L’année 2017 s’était mal terminée pour le groupe sud-africain. Le directeur général Markus Jooste, qui fait l’objet d’une enquête de la police sud-africaine pour fraude, a démissionné le 5 décembre lorsque Steinhoff a découvert des irrégularités comptables qui ont entraîné l’effondrement du cours des actions du groupe. Trois types de malversations comptables ont été constatées, rapporte Bloomberg : des transactions hors bilan, des actifs qui ont été « surpayés » et des bénéfices exagérés.

Les dirigeants de Steinhoff ont été invités le 29 août à présenter une mise à jour sur les progrès réalisés depuis janvier 2018, devant un comité du Parlement sud-africain qui enquête sur ce scandale comptable.
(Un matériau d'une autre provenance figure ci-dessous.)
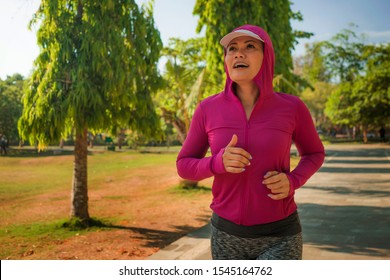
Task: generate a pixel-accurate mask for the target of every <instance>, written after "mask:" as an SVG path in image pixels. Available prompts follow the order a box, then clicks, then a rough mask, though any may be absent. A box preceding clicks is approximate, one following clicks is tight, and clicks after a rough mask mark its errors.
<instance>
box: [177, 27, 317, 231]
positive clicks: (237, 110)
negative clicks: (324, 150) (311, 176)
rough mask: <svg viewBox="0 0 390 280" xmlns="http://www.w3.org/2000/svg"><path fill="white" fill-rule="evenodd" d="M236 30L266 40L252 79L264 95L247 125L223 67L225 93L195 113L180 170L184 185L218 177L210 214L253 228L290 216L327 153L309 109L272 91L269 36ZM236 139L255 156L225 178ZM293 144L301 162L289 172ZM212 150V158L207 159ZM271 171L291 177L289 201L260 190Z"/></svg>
mask: <svg viewBox="0 0 390 280" xmlns="http://www.w3.org/2000/svg"><path fill="white" fill-rule="evenodd" d="M237 29H246V30H250V31H252V32H254V33H256V34H257V35H259V36H260V38H262V39H263V40H264V58H263V64H262V66H261V68H260V71H259V73H258V74H257V75H256V77H255V78H254V81H255V83H256V85H257V86H258V88H259V91H260V96H259V98H258V100H257V103H256V104H255V107H254V109H253V111H252V114H251V116H250V118H249V120H247V118H246V115H245V111H244V108H243V106H242V104H241V102H240V100H239V99H238V98H237V96H236V95H235V94H234V92H233V88H232V85H233V81H232V80H231V79H230V77H229V73H227V68H226V65H225V72H226V76H227V78H226V84H225V89H224V91H223V92H221V93H219V94H216V95H213V96H211V97H208V98H206V99H205V100H203V101H202V102H201V103H200V104H199V106H198V107H197V109H196V111H195V113H194V116H193V119H192V122H191V126H190V130H189V132H188V136H187V138H186V141H185V142H184V144H183V147H182V149H181V151H180V153H179V155H178V157H177V162H176V164H177V170H178V173H179V175H180V176H181V177H182V178H185V179H189V180H196V181H200V180H202V179H205V178H208V177H211V176H214V182H213V186H212V193H213V201H212V203H211V206H210V207H211V209H212V210H213V211H214V212H215V213H216V214H218V215H219V216H220V217H222V218H225V219H227V220H229V221H231V222H234V223H236V224H239V225H245V226H250V225H257V224H264V223H270V222H274V221H278V220H282V219H284V218H286V217H287V216H289V215H290V214H292V213H293V212H294V211H295V210H296V209H297V206H296V204H295V202H294V191H295V190H296V189H298V188H299V187H301V186H302V185H303V184H305V182H306V181H307V180H308V179H309V178H310V177H311V176H312V175H313V174H314V173H315V172H316V171H317V170H318V169H319V168H320V167H321V165H322V163H323V161H324V157H325V152H324V147H323V145H322V143H321V141H320V139H319V137H318V134H317V132H316V129H315V127H314V124H313V121H312V118H311V116H310V113H309V111H308V109H307V108H306V106H305V104H304V103H303V102H302V101H301V100H300V99H299V98H298V97H296V96H292V95H288V94H284V93H277V92H274V90H273V86H272V79H273V75H274V50H273V47H272V42H271V40H270V38H269V36H268V34H267V33H266V32H265V31H264V30H263V29H261V28H259V27H257V26H252V25H244V26H241V27H239V28H237ZM237 29H235V30H237ZM233 134H236V135H237V136H238V143H237V145H236V147H241V148H243V149H245V150H246V151H247V152H249V153H250V154H251V156H252V160H251V165H250V166H247V167H245V171H244V172H242V173H239V174H236V173H228V172H226V170H225V168H224V165H223V161H222V155H223V152H224V148H225V147H226V146H227V145H228V143H229V142H230V140H231V138H232V136H233ZM293 141H294V143H295V145H296V147H297V149H298V151H299V154H300V156H301V159H300V161H299V164H298V166H297V167H296V168H295V169H294V170H293V171H290V148H291V145H292V142H293ZM209 148H210V150H211V156H207V157H206V153H207V151H208V149H209ZM273 170H276V171H279V172H284V173H286V174H287V176H288V179H289V181H290V195H289V196H288V197H287V198H285V199H282V200H273V199H271V198H270V197H268V194H269V193H270V190H269V189H268V188H267V187H266V186H265V185H263V184H262V181H263V180H264V179H263V176H264V175H265V174H266V173H267V172H268V171H273Z"/></svg>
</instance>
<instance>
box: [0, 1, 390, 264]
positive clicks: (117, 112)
mask: <svg viewBox="0 0 390 280" xmlns="http://www.w3.org/2000/svg"><path fill="white" fill-rule="evenodd" d="M11 2H12V3H13V4H12V5H11ZM39 2H40V1H4V0H2V1H1V2H0V3H1V7H2V9H1V13H2V15H3V16H2V17H1V19H2V21H4V22H2V27H1V31H2V36H1V37H2V38H7V39H6V40H2V43H1V48H2V49H1V50H2V51H1V61H0V67H1V68H0V70H1V72H0V77H1V80H0V108H1V111H0V133H1V134H2V137H3V138H4V139H5V140H4V141H3V143H6V145H5V151H2V152H4V153H5V152H7V155H6V156H4V157H1V161H0V172H1V177H0V178H1V179H0V191H1V192H0V195H1V208H2V209H1V210H2V211H1V213H2V214H1V220H2V222H1V227H2V233H1V238H2V248H1V249H2V250H1V256H0V257H1V258H2V259H4V258H11V259H19V258H32V259H57V258H59V259H72V258H73V259H74V258H81V259H83V258H84V259H114V258H145V257H147V256H149V255H151V254H153V253H155V252H156V251H158V250H160V249H161V248H163V247H164V246H166V245H168V244H170V243H171V242H173V241H174V240H176V239H177V238H179V237H180V236H183V235H185V234H187V233H189V232H191V231H193V230H195V229H197V228H199V227H200V226H203V225H204V224H205V223H207V222H208V217H209V214H210V210H209V209H208V204H209V201H210V197H211V181H210V180H206V181H204V182H198V183H196V182H188V181H180V179H179V178H178V177H177V175H176V171H175V164H174V162H175V158H176V155H177V152H178V150H179V149H180V144H181V143H182V142H183V141H184V139H185V137H186V133H187V131H188V127H189V124H190V121H191V116H192V113H193V111H194V108H195V107H196V105H197V104H198V103H199V101H200V100H202V99H203V98H205V97H207V96H209V95H211V94H214V93H216V92H219V91H220V90H221V89H222V87H221V85H223V80H224V76H223V71H222V68H221V66H222V65H223V64H222V53H223V52H222V49H221V48H216V47H215V46H218V41H219V39H220V38H221V36H222V35H223V34H225V33H227V32H228V31H230V30H231V29H232V28H234V27H236V26H237V25H241V24H242V23H243V22H246V21H248V20H249V21H250V22H252V23H255V24H258V25H261V26H264V27H265V29H266V30H268V31H269V33H270V35H271V37H272V39H273V42H275V43H274V45H275V49H276V54H277V55H279V57H278V58H277V67H276V73H275V80H274V85H275V88H276V90H278V91H284V92H288V93H291V94H294V95H298V96H299V97H301V98H302V99H303V100H304V101H305V103H306V104H307V106H308V107H309V109H310V111H311V113H312V116H313V121H314V122H315V124H316V127H317V131H318V133H319V134H320V136H321V138H322V139H323V141H324V143H325V144H331V143H349V144H350V143H366V144H367V145H369V144H370V143H379V142H381V141H382V142H384V143H382V144H383V145H386V141H388V140H387V139H389V137H388V135H385V137H384V138H381V137H380V133H379V131H380V129H382V128H383V129H384V130H385V131H387V133H388V131H389V129H390V127H389V125H388V123H389V118H390V91H389V84H390V70H389V69H390V67H389V66H390V59H389V58H390V51H389V50H390V46H389V37H390V35H389V34H390V31H389V30H390V26H389V25H390V24H389V19H388V18H387V17H386V15H385V11H386V10H387V9H388V8H389V7H388V6H389V4H388V3H387V2H386V1H329V2H327V3H320V2H318V1H317V2H316V1H295V2H296V3H290V2H289V1H273V2H272V3H271V2H270V3H268V1H224V2H223V3H224V4H223V5H221V4H220V3H219V1H158V0H157V1H155V3H154V6H151V5H149V4H148V1H136V2H133V1H128V2H127V3H128V4H127V5H128V6H126V8H125V9H129V10H131V11H132V15H133V16H134V17H131V20H130V22H132V23H134V24H135V25H134V26H138V27H140V28H128V34H126V36H130V37H131V38H133V39H134V42H133V43H134V45H132V46H131V48H124V49H121V50H125V51H127V53H126V59H125V60H124V61H127V62H128V64H127V65H128V66H129V67H123V64H124V63H123V61H122V63H117V60H118V58H116V59H115V55H111V53H115V52H107V47H108V48H113V49H115V48H118V49H119V48H121V47H123V42H122V45H121V44H120V43H119V44H118V41H115V40H112V41H110V40H111V39H110V37H109V36H108V35H107V34H109V33H110V32H111V31H112V29H111V30H110V29H109V27H118V26H119V25H120V24H123V23H117V24H118V26H115V25H111V24H108V23H111V22H112V21H113V20H112V18H113V17H110V15H113V14H115V13H114V12H115V7H114V6H115V5H114V6H113V3H114V2H115V1H114V2H113V1H103V2H102V3H101V4H98V3H99V2H101V1H89V2H90V3H91V7H92V8H91V7H90V8H91V9H90V10H89V13H90V14H89V16H90V17H92V16H93V15H97V14H98V15H99V16H100V18H99V17H98V19H99V20H100V21H101V22H100V24H99V20H97V21H96V23H95V25H87V24H86V25H85V26H88V28H86V29H83V28H84V26H83V24H84V23H83V22H82V21H80V22H79V23H80V26H81V27H82V28H80V29H79V30H78V32H88V31H89V30H92V31H93V32H90V33H88V35H89V36H91V37H88V38H87V37H85V38H84V37H77V36H73V35H72V36H70V34H71V33H66V32H73V31H69V30H70V29H71V28H69V30H67V28H60V26H61V25H54V26H52V25H50V21H47V22H46V21H43V23H46V25H45V24H42V28H41V30H43V31H42V32H41V36H42V37H41V41H40V42H41V49H39V48H38V47H37V44H36V43H35V42H36V32H37V31H38V30H39V26H40V24H41V23H42V22H41V21H42V19H44V18H49V17H50V16H52V19H54V20H58V22H59V23H62V24H63V25H64V26H68V25H69V24H75V23H76V22H70V23H69V20H70V19H69V18H67V21H64V22H61V20H64V18H61V14H60V13H54V12H53V11H57V9H47V10H44V11H43V12H42V14H41V15H40V18H37V21H36V24H35V25H33V26H32V31H28V29H27V25H28V22H29V21H30V20H31V18H32V16H33V13H34V12H35V11H36V10H37V8H38V7H39ZM43 2H45V3H48V7H51V5H54V3H56V1H43ZM59 2H60V1H59ZM68 2H69V3H72V4H71V5H70V6H69V7H73V11H77V9H76V8H75V7H77V4H79V3H81V2H82V1H68ZM179 3H180V4H179ZM72 5H73V6H72ZM141 5H144V6H141ZM195 5H196V6H195ZM69 7H68V9H69ZM142 7H143V8H142ZM57 8H58V7H57ZM95 8H96V11H98V10H99V11H100V10H101V11H104V12H105V13H106V14H107V16H106V17H105V16H103V15H101V14H99V13H98V12H95V10H94V9H95ZM180 9H182V10H180ZM226 10H228V11H229V13H228V14H226ZM183 11H187V12H183ZM303 11H306V12H303ZM51 12H52V14H50V13H51ZM193 12H195V13H196V15H193V14H192V13H193ZM299 12H301V13H299ZM110 13H113V14H110ZM75 15H76V16H74V18H77V13H76V14H75ZM135 15H137V16H135ZM351 16H352V17H351ZM350 17H351V18H350ZM210 19H214V20H210ZM74 20H76V19H74ZM87 23H88V22H87ZM89 23H90V22H89ZM336 23H337V24H336ZM67 24H68V25H67ZM127 24H129V23H127ZM198 25H199V28H197V26H198ZM69 26H71V25H69ZM91 26H94V27H91ZM362 26H364V27H362ZM15 28H19V29H15ZM196 29H198V31H199V32H196ZM314 29H316V30H319V34H316V32H315V30H314ZM18 30H20V32H19V31H18ZM72 34H73V33H72ZM85 34H86V33H84V35H85ZM57 35H58V36H57ZM19 36H22V37H19ZM107 36H108V37H107ZM119 37H120V36H119ZM14 38H16V39H14ZM26 38H30V40H27V41H24V40H23V39H26ZM69 38H71V40H74V41H73V43H72V44H73V45H74V46H77V43H78V42H79V41H80V38H84V42H85V44H87V45H88V46H89V47H90V50H88V48H87V50H86V51H85V52H84V53H83V55H85V59H82V60H81V59H80V57H78V58H77V59H79V61H83V63H81V62H80V63H78V64H77V65H78V66H76V67H73V66H74V65H73V64H72V65H73V66H72V65H71V63H69V61H71V60H72V58H71V57H72V52H73V53H74V49H73V48H70V49H69V50H65V51H64V53H65V54H64V53H61V51H59V50H58V46H64V45H66V44H68V42H69ZM102 38H104V39H103V40H102ZM122 39H123V38H122ZM88 40H89V41H88ZM81 41H82V40H81ZM99 41H100V42H103V43H102V44H99ZM31 42H32V43H31ZM104 43H106V44H104ZM110 44H112V45H110ZM66 51H67V52H68V53H66ZM45 53H46V54H51V55H52V56H53V57H54V58H53V57H52V58H53V59H54V60H50V59H48V58H47V56H45V55H42V56H40V54H45ZM91 53H92V54H93V56H92V55H91ZM61 55H63V56H64V57H66V59H64V61H63V62H62V63H58V64H56V65H55V66H53V67H52V65H53V61H56V60H61V59H63V57H61ZM91 57H94V59H91ZM106 57H110V58H112V61H110V62H109V63H108V64H101V65H99V63H98V61H100V60H102V61H104V58H106ZM96 58H101V59H96ZM33 60H35V66H34V67H33ZM75 61H77V60H75ZM69 65H71V66H69ZM107 65H109V66H107ZM49 66H50V67H49ZM72 67H73V68H72ZM83 67H84V68H83ZM53 68H54V70H52V69H53ZM80 69H81V70H80ZM91 69H92V70H91ZM114 69H115V71H117V73H120V74H118V75H114V72H115V71H114ZM118 69H120V71H118ZM76 70H77V71H85V73H87V74H85V75H84V76H83V75H81V76H78V77H77V73H81V72H77V71H76ZM50 71H52V72H50ZM72 71H76V72H73V76H72V74H69V76H67V73H72ZM21 73H22V74H21ZM59 73H60V74H59ZM74 73H76V75H75V74H74ZM83 73H84V72H83ZM56 75H59V76H56ZM95 75H96V76H98V77H99V78H100V79H99V80H98V81H96V80H94V81H93V82H91V77H92V76H95ZM124 76H126V77H130V78H129V79H125V78H123V77H124ZM47 77H50V78H47ZM80 77H87V78H80ZM107 77H109V78H107ZM53 81H57V83H56V84H55V86H52V85H53V84H54V83H53ZM58 81H59V82H58ZM124 81H125V82H124ZM83 85H84V86H83ZM102 89H104V90H102ZM72 93H73V94H76V95H77V96H83V97H85V98H81V100H78V99H77V100H76V99H75V98H74V99H72V100H70V101H69V100H67V101H66V94H72ZM92 93H93V94H92ZM113 93H115V94H113ZM90 95H92V97H91V96H90ZM107 95H110V96H108V97H107ZM53 96H58V97H60V98H59V99H56V98H53ZM59 100H62V101H64V100H65V101H64V103H65V105H64V104H60V107H58V102H59ZM102 100H103V101H102ZM72 102H73V103H72ZM107 104H109V106H108V105H107ZM61 106H65V107H66V108H67V111H66V113H65V114H59V112H62V111H61V110H62V109H63V107H61ZM99 106H100V107H99ZM118 108H121V110H118ZM60 109H61V110H60ZM102 112H109V114H104V113H102ZM82 116H85V118H84V117H82ZM80 120H82V121H80ZM386 136H387V138H386ZM78 144H79V145H78ZM75 146H76V147H75ZM2 156H3V154H2ZM87 158H88V167H87V160H86V159H87ZM297 160H298V159H297V157H296V155H294V154H293V155H292V167H293V166H294V165H295V164H296V162H297ZM80 167H81V168H80ZM80 169H81V171H80ZM87 170H88V172H87ZM87 174H88V177H87ZM72 178H73V179H72ZM71 186H72V188H70V187H71ZM78 190H80V191H81V193H82V195H81V196H77V195H75V194H79V192H78ZM88 197H89V200H88V199H86V198H88ZM78 198H80V199H81V200H80V201H78V200H77V199H78ZM70 201H72V203H70ZM168 206H169V207H168ZM69 213H70V214H69ZM89 213H91V214H92V215H91V216H90V215H89ZM69 216H70V217H71V219H69ZM114 233H115V234H114ZM129 240H131V241H129ZM90 246H92V247H93V250H85V248H86V247H90Z"/></svg>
L’ex-DG doit être auditionné la semaine prochaine devant cette commission, s’exprimant pour la première fois publiquement sur l’affaire. Markus Jooste a joué un rôle majeur dans la transformation du modeste fabricant de meubles basé à Johannesburg en une véritable multinationale, à la tête de 40 chaînes à travers le monde, dont Mattress Firm, Poundland et Conforama.

« La démission du directeur général le 5 décembre 2017 et le report des états financiers ont déclenché une importante baisse du prix de l’action et une crise de liquidité (à la fois au niveau du groupe et pour les différentes filiales) », ont noté les dirigeants de Steinhoff devant le Parlement.

La faillite du groupe a été évitée

Malgré tout, « les menaces d’une faillite imminente ont été efficacement évitées », souligne le groupe. En effet, « un accord de blocage avec les créanciers, y compris un moratoire, a été finalisé à la mi-juillet 2018, et cela donne au groupe du temps pour mettre en place une restructuration de la dette soutenue par un pourcentage très élevé de créanciers ». « La restructuration de la dette va permettre la stabilité financière jusqu’à la fin de 2021 », affirme l’entreprise. Publié en juin 2018, le rapport concernant les résultats financiers entre octobre 2017 et mars 2018 notait que le groupe connaissait des difficultés en termes de liquidité et que son endettement hors Afrique du Sud s’élevait à 9,4 milliards d’euros.

« (Les banques) nous ont donné trois ans jusqu’en 2021 pour décider, de manière réfléchie, quels actifs nous vendons et comment nous allons réduire la dette », a déclaré Heather Sonn, la directrice générale du groupe, selon Reuters. « L’élément clé à considérer est que les actifs restants doivent pouvoir générer un flux de trésorerie et assurer le service de la dette restante. »

Le cabinet d’audit PwC, qui a été chargé en décembre 2017 de réaliser une « enquête indépendante », va terminer « en grande partie » ses investigations d’ici la fin de l’année, et les responsables seront tenus de rendre ses comptes. « Le groupe a pour objectif de rendre public ses comptes certifiés pour l’année financière 2017 avant la fin de décembre 2018, et pour l’année en cours en janvier 2019 », explique Steinhoff.

Les marchés ont en tout cas réagi favorablement à l’audition des dirigeants de Steinhoff par le Parlement sud-africain, et à l’annonce de la remise de l’enquête de PwC d’ici la fin de l’année 2018. Les actions Steinhoff ont gagné 30% à Francfort à 15h45, heure locale, bien que restant inférieures de 95% à leur niveau avant la crise, indique Bloomberg.